Mark Schrope has a riveting NY Times story that begins:
The first time Grigory Kessel held the ancient manuscript, its animal-hide pages more than 1,000 years old, it seemed oddly familiar.
A Syriac scholar at Philipps University in Marburg, Germany, Dr. Kessel was sitting in the library of the manuscript’s owner, a wealthy collector of rare scientific material in Baltimore. At that moment, Dr. Kessel realized that just three weeks earlier, in a library at Harvard University, he had seen a single orphaned page that was too similar to these pages to be coincidence.
He realized he had seen one of the missing pages from the Galen manuscript he was holding, the oldest known copy of On the Mixtures and Powers of Simple Drugs, and went on a quest to find all of them. There’s a discussion of the importance of translation in early times:
Much of “Simple Drugs” was eventually translated into Syriac, a form of Aramaic used by Middle Eastern Christian communities. The undertext of the manuscript in Baltimore, most likely from the ninth century A.D., is a copy of the first Syriac translation, itself painstakingly completed in the sixth century A.D. by Sergius of Reshaina, a Syriac physician and priest.

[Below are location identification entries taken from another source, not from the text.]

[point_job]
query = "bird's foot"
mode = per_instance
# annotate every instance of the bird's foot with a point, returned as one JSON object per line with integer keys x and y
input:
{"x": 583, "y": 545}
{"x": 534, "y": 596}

“Today, it doesn’t look to be special when somebody translates one language to another, but in those days, it was indeed a great achievement,” Dr. Kessel said. “He had to create vocabulary, to find Syriac words to correspond to this Greek medical vocabulary.”
By the sixth century, Syriac-speaking Christians were spreading east from Turkey through Syria, Iraq and Iran. They needed translations of Greek scholarly work, partly to support missionary work like running hospitals.
“Simple Drugs” was a large work, an 11-book treatise. Sergius’s translations of Galen’s text were copied and recopied for centuries, and eventually became a bridge for moving the medical expertise of the ancient Greeks to Islamic societies. Syriac texts were much easier than Greek ones to translate into Arabic. […]
Scholars are eager to compare the Syriac material to existing copies of “Simple Drugs” written in Greek, all of which appear to be centuries younger than the Galen Palimpsest and much further removed from the original.
The whole thing is well worth reading. Thanks, Bonnie!